Zadecydował pierwszy set - komentarze po meczu Delecta Bydgoszcz - Skra Bełchatów

Sporo emocji dostarczył środowy pojedynek Delecty Bydgoszcz ze Skrą Bełchatów. Gospodarze, szczególnie w pierwszym secie postawili rywalom trudne warunki, ale mistrzowie Polski nie pozwolili odebrać sobie pewnego zwycięstwa.

Mariusz Wlazły (kapitan PGE Skry): O naszym sukcesie zadecydował pierwszy set. Gdybyśmy go nie wygrali, ten mecz mógłby potoczyć się zupełnie inaczej. Później już utrzymywaliśmy rezultat w bezpiecznej odległości. Dlatego ten sukces jest dla nas bardzo ważny i mocno się z tego cieszymy. Zazwyczaj staramy się w połowie każdej partii odskoczyć rywalom, a ekipa z Bydgoszczy jest w końcówkach niezwykle groźna.

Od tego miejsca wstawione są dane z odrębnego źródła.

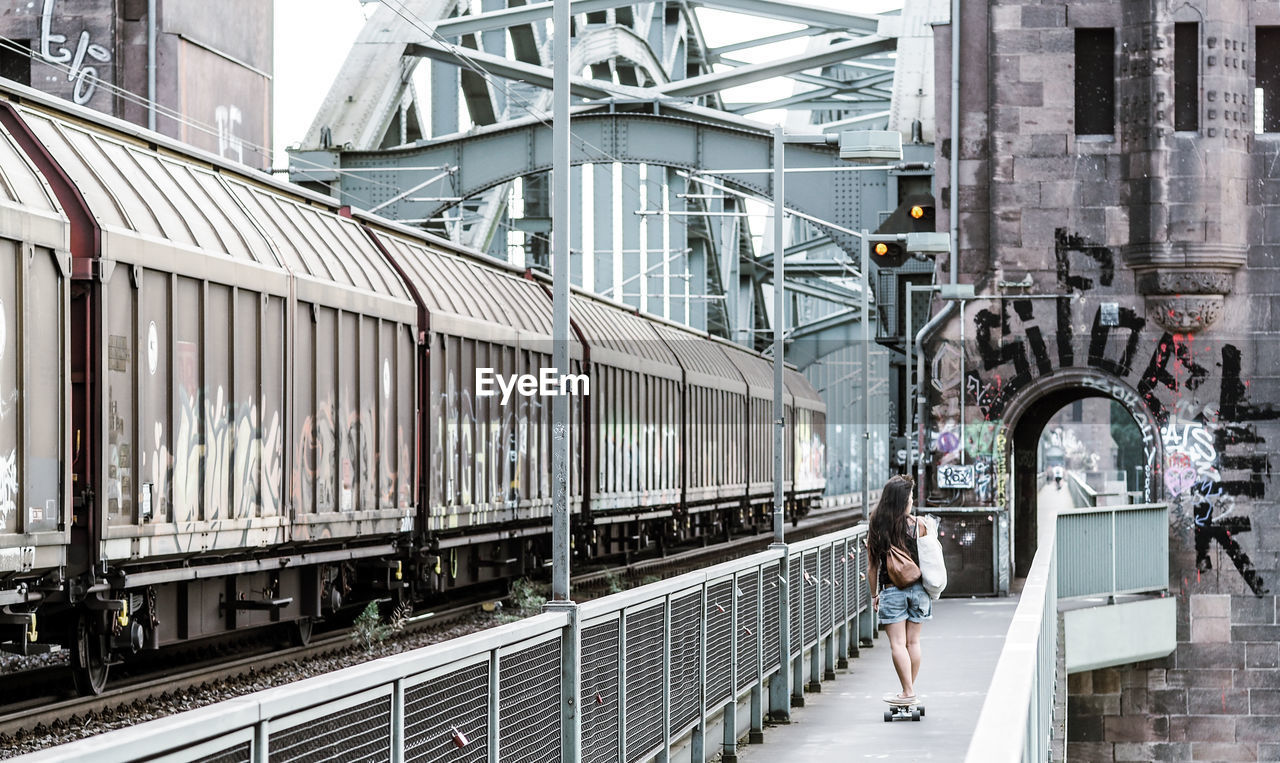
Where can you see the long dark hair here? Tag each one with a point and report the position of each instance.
(888, 521)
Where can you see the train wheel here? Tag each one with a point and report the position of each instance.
(88, 656)
(300, 631)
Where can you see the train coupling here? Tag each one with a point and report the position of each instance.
(263, 604)
(21, 626)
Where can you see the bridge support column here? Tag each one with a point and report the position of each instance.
(780, 685)
(571, 690)
(828, 672)
(730, 754)
(816, 659)
(757, 735)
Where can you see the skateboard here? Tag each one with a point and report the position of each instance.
(904, 712)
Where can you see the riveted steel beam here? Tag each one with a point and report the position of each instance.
(680, 137)
(799, 13)
(833, 54)
(512, 69)
(513, 17)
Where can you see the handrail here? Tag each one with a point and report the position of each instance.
(644, 668)
(1018, 714)
(1112, 549)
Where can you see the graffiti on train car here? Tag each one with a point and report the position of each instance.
(218, 444)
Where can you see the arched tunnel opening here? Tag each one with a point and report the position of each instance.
(1087, 433)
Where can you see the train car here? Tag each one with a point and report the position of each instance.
(757, 434)
(35, 469)
(228, 403)
(632, 453)
(713, 411)
(807, 441)
(241, 375)
(487, 490)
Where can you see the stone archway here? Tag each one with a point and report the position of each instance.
(1025, 417)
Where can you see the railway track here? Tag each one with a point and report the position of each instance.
(817, 522)
(54, 711)
(41, 714)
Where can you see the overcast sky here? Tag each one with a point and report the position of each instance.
(312, 39)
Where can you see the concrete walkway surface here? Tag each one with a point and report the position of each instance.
(845, 721)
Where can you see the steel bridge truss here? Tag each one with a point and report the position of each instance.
(440, 118)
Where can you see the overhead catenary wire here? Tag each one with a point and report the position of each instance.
(173, 114)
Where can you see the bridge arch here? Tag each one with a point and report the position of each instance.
(1025, 417)
(657, 133)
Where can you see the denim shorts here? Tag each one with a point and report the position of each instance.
(910, 603)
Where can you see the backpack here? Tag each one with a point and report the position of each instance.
(933, 569)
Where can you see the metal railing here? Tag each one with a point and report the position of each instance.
(654, 667)
(1112, 549)
(1016, 718)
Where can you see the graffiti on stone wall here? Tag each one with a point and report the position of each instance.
(81, 63)
(1214, 453)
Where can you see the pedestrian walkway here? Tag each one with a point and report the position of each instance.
(845, 722)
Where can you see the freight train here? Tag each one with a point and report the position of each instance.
(227, 402)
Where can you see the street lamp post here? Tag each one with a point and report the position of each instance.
(571, 721)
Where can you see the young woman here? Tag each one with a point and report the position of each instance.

Wojciech Jurkiewicz (kapitan Delecty): Pierwszy set ustawił cały mecz. My potem mieliśmy swoje szanse, ale to już Skra dysponowała świetną zagrywką i nie pozwoliła zbliżyć się do siebie. Ponadto słabe przyjęcie zagrywki Miguela Falaski spowodowało, że nie mogliśmy nic później zrobić. Skra zaczęła grać lepiej i to też zadecydowało o sukcesie mistrzów Polski.

Jacek Nawrocki (trener Skry): Musimy pilnować pierwszego miejsca, bowiem teraz w zasadzie każde spotkanie jest w PlusLidze niezwykle ważne. Ponadto wnikliwa analiza i docenienie rywala miała dla nas duże znaczenie. Dobrze też przyjmowaliśmy zagrywkę bydgoszczan i to też dało nam trzy punkty. Świetne na zagrywce prezentowali się Bartosz Kurek i Mariusz Wlazły. Jeśli wszystko wychodzi, to gra się z przyjemnością.

Piotr Makowski (trener Delecty): Poziom reprezentowany przez zespół Skry jest dla nas nieosiągalny. Graliśmy już w tym sezonie z rożnymi rywalami, ale po raz kolejny bełchatowianie zagrali z nami dobry mecz. Tylko w pierwszym secie rywale popełnili osiemnaście błędów własnych i przez to mogliśmy nawiązać walkę w jego końcówce. Jedynym naszym usprawiedliwieniem mogą być kontuzje, które w poprzednim tygodniu utrudniały nam prace. Wiemy gdzie jest nasze miejsce w szeregu.